6. Все в любимой одинаково дорого, во всем сияет ее особенная, только в ней зримая красота, отраженная в самих ее недостатках. Знаю я, что это родимое пятно «портит» лицо любимой; но не мог бы отказаться от него. Да и как отказаться, если устранив его, устранишь что-то бесконечно ценное, такое, что в нем только и могло выразиться? Хочу и буду страдать недостатками любимой, но никогда не соглашусь на то, чтобы они бесследно исчезли, чтобы их просто не было. Во всяком недостатке есть что-то неповторимо-индивидуальное, неотъемлемое от любимой. Не на уничтожение, а на преображение, на раскрытие в недостаточном подлинного должны быть направлены все усилия того, кто любит и кто любя постигает истинную личность любимой. Коснувшись вечного, безобразного хаоса, он подъемлется из него в единстве с любимой, двуединою волей и силой Любви творит ее, образует , осуществляет познанную им цель Всеединой Жизни. Не уничтожает он – уничтожает Время, а он живет вечностью Любви, – не искажает образ любимой.
Если истинно и правдиво он любит, он, познав неповторимое любимой своей, стремится завершить его в ней за пределами того, что достигнуто уже ее одинокою волей. В недостатке раскрывается ему идеальный момент этого недостатка, то, чем он должен быть.

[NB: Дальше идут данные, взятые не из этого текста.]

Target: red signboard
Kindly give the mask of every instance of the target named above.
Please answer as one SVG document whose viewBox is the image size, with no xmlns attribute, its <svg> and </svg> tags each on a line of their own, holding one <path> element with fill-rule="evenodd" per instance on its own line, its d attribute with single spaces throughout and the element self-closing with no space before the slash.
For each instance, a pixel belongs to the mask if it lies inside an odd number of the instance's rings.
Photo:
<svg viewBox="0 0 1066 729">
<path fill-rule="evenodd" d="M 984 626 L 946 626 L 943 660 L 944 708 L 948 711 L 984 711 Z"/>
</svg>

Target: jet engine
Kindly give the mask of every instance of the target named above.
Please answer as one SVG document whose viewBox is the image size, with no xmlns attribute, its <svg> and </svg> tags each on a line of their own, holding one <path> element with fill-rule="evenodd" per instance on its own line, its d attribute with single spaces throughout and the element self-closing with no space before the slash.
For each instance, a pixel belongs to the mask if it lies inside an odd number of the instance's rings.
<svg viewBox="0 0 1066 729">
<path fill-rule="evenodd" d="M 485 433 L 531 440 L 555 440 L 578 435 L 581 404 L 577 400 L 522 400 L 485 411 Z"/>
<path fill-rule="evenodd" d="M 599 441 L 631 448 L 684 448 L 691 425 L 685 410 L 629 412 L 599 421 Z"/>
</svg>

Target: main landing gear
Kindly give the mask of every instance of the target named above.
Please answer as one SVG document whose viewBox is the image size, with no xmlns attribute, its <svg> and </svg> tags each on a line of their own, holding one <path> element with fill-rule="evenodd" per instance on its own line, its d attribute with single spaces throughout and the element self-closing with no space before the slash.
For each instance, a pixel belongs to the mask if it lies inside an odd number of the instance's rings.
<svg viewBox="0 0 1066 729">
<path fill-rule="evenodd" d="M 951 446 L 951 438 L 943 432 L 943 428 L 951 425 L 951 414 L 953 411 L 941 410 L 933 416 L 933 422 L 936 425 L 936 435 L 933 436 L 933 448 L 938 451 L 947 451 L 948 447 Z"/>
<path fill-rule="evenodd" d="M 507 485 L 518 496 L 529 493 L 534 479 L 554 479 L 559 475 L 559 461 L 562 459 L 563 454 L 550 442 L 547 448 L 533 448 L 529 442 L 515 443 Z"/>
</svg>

Но послушно и свободно меняется душа, пронизанная силой и ритмом Любви; противится грубое, косное тело. Однако не в каждом из мигов отдельных текущего времени, а во всех их, в единстве всего их потока целостное бытие самого тела, являющее сущность свою в минуту и вечность мига слиянья. Во всеединстве тела любимой неповторимо отражена Вселенская Красота, живая и в каждом миге лишь чрез связь его со всеединством. Не утверждением мигов мгновенных, а вечностью, объемлющей их, полна краса тела земного, уже всеединого, уже нетленного в преодоленное™ времени. И нет Вселенской Красы без него, без твоего тела, как нет ее и без тел других, ибо она во всеединстве телесности… На зеленом лугу юные девы смотрятся в зеркало светлого пруда, отражающего безмолвную над ним Афродиту. И каждая видит себя, но – себя в водоеме, вместившем лик богини. Так в телесности любимой моей, в теле ее всеедином, еще не зримом, но смутно знаемом мною и созидаемом нами, так в каждом явлении этого тела выражается и должен быть выражен нами вполне особый лик Красы Многоликой. Но не полон он, не усовершен и до конца не понятен, пока отъединен и оторван от прочих бесчисленных ликов многоединой Красы, пока не отражены водоемом ее молодые подруги. Не полон он, пока не вместил он всей красоты многоцветного мира. И вот собираю я жадно сокровища мира: золото и самоцветные камни, парчу и прозрачные тонкие ткани, чтобы ими украсить любимый мне облик: и стан и лицо. В цветах многоцветных, в сиянии и блеске созданий искусства прекраснее, лучше она. Не «украшают» они ее, но в единстве со всем мирозданьем, в свете яркого солнца и в бледных лучах луны понятнее мне и другим, полнее раскрыта ее красота.